The chief executive of one of Australia's biggest commercial property groups has warned the office markets in Perth and Brisbane are moving into a "dangerous area" which could ultimately lead to price crashes.
"I think there is a sufficient oversupply of money looking for investment into Australia, and investment into Australian real estate, that some of the underlying problems associated with the demand from the resources sector are being overlooked," says Michael Cameron, the chief executive of the $8.2 billion GPT Group.
"There's the potential for a continual level of overheating," he warned, followed by a "dramatic slowdown" in Perth and Brisbane.
In a profile interview with BOSS Magazine, Mr Cameron said in this part of the cycle, and with the cost of debt at record lows, real estate fund managers could buy almost any asset and boost earnings.
"As soon as people look at a situation where their growth may be falling off, there is always the temptation for doing silly things," he says.
With the end of the resources investment boom, office vacancies in Perth and Brisbane have soared and rents weakened. At January 1, nearly 15 per cent of Perth CBD offices were empty and in Brisbane over 15 per cent, according to the Property Council. Further vacancies are likely as new towers are completed.
The Reserve Bank of Australia warned last month that despite weak office leasing, particularly in Brisbane and Perth, commercial property prices had continued to rise, driven by ample liquidity, the global search for yield, and most recently, the fall in the dollar.
Mr Cameron warned lag between rising values and falling underlying earnings was a "dangerous area".
"You typically end up in a situation where the demand to acquire the assets really drives the value as opposed to the fundamentals of how the building is operated," he said. "But there's always a cycle, and the abundant level of capital won't always be there to support the valuations of some of those assets in the areas that are being impacted."
He noted commercial property rents had dropped 30 per cent in Perth in the past year compared with a 3 per cent rise in Sydney and Melbourne.
"Our portfolio has been focused entirely on the eastern seaboard because for some years we have predicted a dramatic slowdown in Perth and in Brisbane," he said.
"We've seen markets like Perth as boom and bust.

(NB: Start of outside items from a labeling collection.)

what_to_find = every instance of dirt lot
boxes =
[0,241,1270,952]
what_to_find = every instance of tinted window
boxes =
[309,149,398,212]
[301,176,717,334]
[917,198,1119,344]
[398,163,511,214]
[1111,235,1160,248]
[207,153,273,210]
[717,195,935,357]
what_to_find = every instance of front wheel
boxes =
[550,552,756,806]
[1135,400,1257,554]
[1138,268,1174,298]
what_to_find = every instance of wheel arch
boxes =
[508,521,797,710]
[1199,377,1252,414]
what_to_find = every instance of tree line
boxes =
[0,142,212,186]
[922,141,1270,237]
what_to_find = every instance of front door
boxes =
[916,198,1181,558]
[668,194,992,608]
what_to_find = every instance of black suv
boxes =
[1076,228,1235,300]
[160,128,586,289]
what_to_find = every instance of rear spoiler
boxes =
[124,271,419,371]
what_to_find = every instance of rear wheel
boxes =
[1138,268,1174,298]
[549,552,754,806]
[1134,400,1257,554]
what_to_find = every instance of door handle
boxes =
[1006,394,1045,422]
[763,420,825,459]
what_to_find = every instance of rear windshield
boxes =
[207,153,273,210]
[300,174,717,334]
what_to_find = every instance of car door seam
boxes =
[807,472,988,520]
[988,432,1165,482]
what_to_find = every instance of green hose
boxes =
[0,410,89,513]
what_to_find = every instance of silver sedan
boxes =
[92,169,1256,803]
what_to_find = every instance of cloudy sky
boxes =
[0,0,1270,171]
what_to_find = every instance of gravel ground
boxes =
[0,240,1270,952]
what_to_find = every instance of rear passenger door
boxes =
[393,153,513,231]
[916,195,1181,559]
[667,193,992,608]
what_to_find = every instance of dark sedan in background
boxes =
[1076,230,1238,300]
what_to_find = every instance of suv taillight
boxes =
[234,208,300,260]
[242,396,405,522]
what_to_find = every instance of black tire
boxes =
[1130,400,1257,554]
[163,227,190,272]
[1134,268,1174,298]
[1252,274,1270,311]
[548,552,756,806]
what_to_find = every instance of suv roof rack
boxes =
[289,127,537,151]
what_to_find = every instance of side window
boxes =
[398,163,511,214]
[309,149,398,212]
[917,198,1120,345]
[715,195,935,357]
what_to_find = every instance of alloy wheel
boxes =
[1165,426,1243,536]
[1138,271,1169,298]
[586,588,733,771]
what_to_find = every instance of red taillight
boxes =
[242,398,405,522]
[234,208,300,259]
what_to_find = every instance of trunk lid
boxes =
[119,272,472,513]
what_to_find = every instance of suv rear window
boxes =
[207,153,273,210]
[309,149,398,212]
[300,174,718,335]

As things slow, that presents opportunities for us to buy, so we'd rather be buying when people are selling and selling when people are buying."

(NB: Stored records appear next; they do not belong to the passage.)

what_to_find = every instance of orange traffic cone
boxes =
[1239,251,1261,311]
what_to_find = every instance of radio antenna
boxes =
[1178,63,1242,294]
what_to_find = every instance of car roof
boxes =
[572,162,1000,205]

Mr Cameron said the coming Investa Property Group sale, with $2 billion worth of towers on balance sheet along with a significant funds management platform, would attract strong demand which would flow onto the broader market further aggravating the imbalance between capital demand and underlying performance.
"There will also be a secondary impact because in addition to setting prices for evaluations going forward, there will also be a view that those people that are trying to buy into the market that miss out on Investa assets, you'll see their appetite fuelled by the level of activity," he said.
He declined to comment on whether GPT would participate in the scramble for Investa assets.